INFORMATION TECHNOLOGIES IN CONTROL SYSTEMS  OF UNMANNED AERIAL VEHICLES

Abstract

This review article presents a comprehensive survey of contemporary information-processing technologies deployed in unmanned aerial vehicle (UAV) control systems. We first examine the fundamental six-degree-of-freedom dynamics that underpin UAV flight, detailing both fully nonlinear formulations and their linear approximations used for control design and simulation. Classical control algorithms—PID, LQR/LQG, sliding-mode, and model predictive control—are evaluated in terms of stability, robustness, and computational demand. We then explore the integration of machine-learning techniques, including feed-forward, recurrent (LSTM/GRU), and deep convolutional neural networks, which enable adaptive compensation of nonlinearities, predictive trajectory generation in dynamic environments, and vision-based obstacle recognition.

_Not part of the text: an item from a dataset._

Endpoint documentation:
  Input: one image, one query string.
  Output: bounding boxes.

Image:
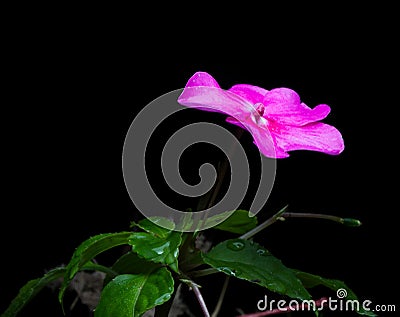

Next, we address the challenge of sensor fusion and state estimation, contrasting the performance of traditional Kalman-filter variants (KF, EKF, UKF) with hybrid architectures that embed LSTM networks to model non-Gaussian noise and federated Kalman filtering strategies to isolate sensor failures. Through recent case studies, we demonstrate that these neuro-hybrid filters significantly enhance positional accuracy and resilience under severe signal degradation.

The article then turns to mission-level planning, reviewing deterministic graph-search (A*, D*, RRT), population-based optimizers (genetic algorithms, particle-swarm optimization), and reinforcement-learning frameworks (DQN, PPO) for real-time path planning and swarm coordination. Emphasis is placed on multi-agent reinforcement learning approaches, which allow decentralized UAV swarms to learn cooperative behaviors and energy-aware routing policies.

Finally, we discuss swarm-level architectures for communication and control, highlighting mesh-network topologies and distributed consensus algorithms that ensure scalability and fault tolerance. The review concludes by identifying open research directions: the development of energy-efficient hardware accelerators (FPGA/ASIC), AutoML for automated model selection, and tighter integration of learning-based methods with formal safety guarantees. Together, these advances herald a new generation of UAV systems capable of fully autonomous operation in complex, uncertain environments.